In termini di strategia politica, il Green New Deal ambisce quindi a radunare una coalizione eterogenea di cittadini che va dall’operaio disoccupato delle aree deindustrializzate, a cui si prospetta un “lavoro verde”, al giovane laureato che vive in un centro urbano, che si preoccupa della crisi ecologica per sé stesso e per i propri figli. La Garanzia di lavoro permetterebbe inoltre di ricomprendere i lavoratori nei servizi di cura della persona, sempre più a carico delle donne – a livello formale e informale – a causa delle carenze del servizio pubblico nazionale. Queste ultime sarebbero dunque tra le prime beneficiarie dell’introduzione del programma. Forse non riusciremo mai a far appassionare una maggioranza di cittadini ad astrusi modelli climatici, ma sicuramente possiamo ottenere il consenso popolare a favore di un grande progetto infrastrutturale pubblico e verde per i servizi essenziali alla resilienza socio-ecologica.
Conclusioni
Il Green New Deal sarà inevitabilmente un “compromesso di classe” fra mobilitazioni dal basso e i gruppi più lungimiranti dell’élite economica e istituzionale. Non è auspicabile né respingere il Green New Deal, poiché non sufficientemente ambizioso, né accettarlo acriticamente. Piuttosto è utile tenere a mente che le forme che assumerà in ogni paese saranno il risultato della forza con cui i movimenti per la giustizia climatica e sociale – Fridays for Future, Extinction Rebellion, i comitati contro le grandi opere inutili e dannose, quelli contro le nocività, i sindacati – riusciranno ad imporre le proprie rivendicazioni a livello nazionale.

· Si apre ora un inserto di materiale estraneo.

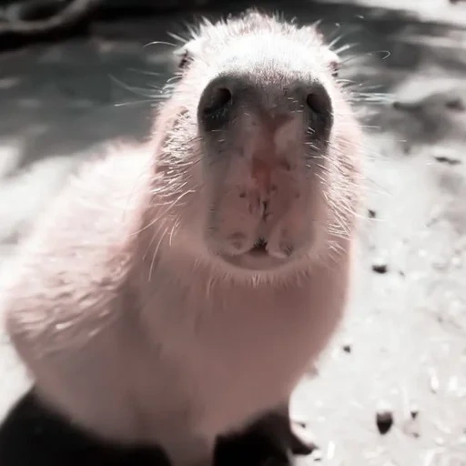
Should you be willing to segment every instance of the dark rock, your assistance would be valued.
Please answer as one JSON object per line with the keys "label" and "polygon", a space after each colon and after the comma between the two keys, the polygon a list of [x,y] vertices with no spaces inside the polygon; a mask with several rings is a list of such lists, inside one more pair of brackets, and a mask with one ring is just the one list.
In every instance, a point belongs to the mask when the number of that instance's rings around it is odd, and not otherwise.
{"label": "dark rock", "polygon": [[393,412],[389,408],[380,408],[376,414],[377,429],[380,435],[385,435],[393,425]]}
{"label": "dark rock", "polygon": [[383,262],[375,262],[372,264],[372,270],[377,273],[387,273],[389,268]]}

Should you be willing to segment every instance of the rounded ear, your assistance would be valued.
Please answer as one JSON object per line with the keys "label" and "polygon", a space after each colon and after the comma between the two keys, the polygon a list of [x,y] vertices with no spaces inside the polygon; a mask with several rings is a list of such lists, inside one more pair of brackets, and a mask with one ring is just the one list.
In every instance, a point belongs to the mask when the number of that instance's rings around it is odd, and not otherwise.
{"label": "rounded ear", "polygon": [[182,47],[175,50],[173,55],[177,70],[182,71],[189,66],[199,54],[201,45],[201,39],[192,39],[187,42]]}
{"label": "rounded ear", "polygon": [[339,76],[339,67],[341,66],[341,59],[336,52],[330,49],[328,49],[325,52],[325,58],[331,72],[331,76],[333,77],[337,77]]}

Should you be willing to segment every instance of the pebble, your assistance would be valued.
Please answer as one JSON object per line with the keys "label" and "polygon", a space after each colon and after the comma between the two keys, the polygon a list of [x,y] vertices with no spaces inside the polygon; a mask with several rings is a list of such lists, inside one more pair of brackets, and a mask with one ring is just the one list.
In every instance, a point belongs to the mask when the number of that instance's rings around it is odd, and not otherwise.
{"label": "pebble", "polygon": [[447,100],[445,102],[445,106],[451,110],[457,110],[459,112],[464,112],[464,110],[466,110],[466,106],[464,106],[464,102],[461,97],[453,97]]}
{"label": "pebble", "polygon": [[460,165],[461,161],[459,158],[455,158],[449,156],[435,156],[435,160],[440,162],[441,164],[448,164],[448,165]]}
{"label": "pebble", "polygon": [[351,345],[346,344],[346,345],[343,345],[342,348],[343,348],[343,351],[345,351],[345,353],[351,352]]}
{"label": "pebble", "polygon": [[380,403],[377,410],[376,423],[380,435],[385,435],[393,425],[393,410],[384,403]]}
{"label": "pebble", "polygon": [[311,457],[314,460],[314,461],[321,461],[324,458],[324,454],[322,453],[322,451],[319,449],[314,450],[311,453]]}
{"label": "pebble", "polygon": [[419,408],[415,404],[410,408],[410,415],[411,419],[416,419],[419,416]]}
{"label": "pebble", "polygon": [[384,262],[377,260],[372,264],[372,270],[377,273],[387,273],[389,268]]}

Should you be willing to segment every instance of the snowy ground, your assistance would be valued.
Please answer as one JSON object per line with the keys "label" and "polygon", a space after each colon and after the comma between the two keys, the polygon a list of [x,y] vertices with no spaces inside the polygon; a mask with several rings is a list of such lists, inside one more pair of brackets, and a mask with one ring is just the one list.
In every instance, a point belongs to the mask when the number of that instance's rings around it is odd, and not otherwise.
{"label": "snowy ground", "polygon": [[[355,43],[349,77],[396,102],[359,106],[368,127],[367,208],[376,217],[361,222],[348,319],[319,375],[297,390],[295,409],[309,418],[323,464],[465,465],[466,5],[273,6],[302,22],[322,18],[342,43]],[[147,135],[142,94],[167,78],[170,48],[143,46],[170,40],[166,31],[187,19],[99,24],[90,40],[0,55],[2,257],[96,146]],[[386,273],[372,270],[380,261]],[[0,412],[26,383],[0,334]],[[380,403],[394,416],[383,436]]]}

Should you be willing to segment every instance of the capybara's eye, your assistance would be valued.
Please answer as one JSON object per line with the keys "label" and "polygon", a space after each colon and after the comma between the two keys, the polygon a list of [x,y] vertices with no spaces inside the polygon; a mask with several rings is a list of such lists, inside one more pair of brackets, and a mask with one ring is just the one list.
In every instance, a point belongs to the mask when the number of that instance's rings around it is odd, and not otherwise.
{"label": "capybara's eye", "polygon": [[211,116],[229,104],[231,98],[231,92],[227,87],[216,87],[211,90],[202,112],[206,116]]}
{"label": "capybara's eye", "polygon": [[326,92],[311,92],[308,94],[306,103],[310,110],[319,115],[329,113],[330,110],[330,102]]}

Per una riforma complessiva del capitalismo o un suo definitivo superamento, i movimenti per la giustizia climatica dovranno certamente porre al centro delle loro considerazioni strategiche lo Stato, tenendo tuttavia bene a mente che negli ultimi decenni le istituzioni pubbliche sono state sempre più cooptate da interessi oligarchici. Le élite politiche potranno esercitare la loro relativa autonomia dal capitale e dalle sue considerazioni di profitto immediato solo se poste sotto sufficiente pressione dal basso. Lo Stato disciplinerà il capitale solo se minacciato. Il sentiero per una transizione ecologica socialmente orientata è terribilmente stretto e necessita di conseguenza di una notevole lungimiranza strategica da parte dei movimenti e dei soggetti che vorranno farsene promotori.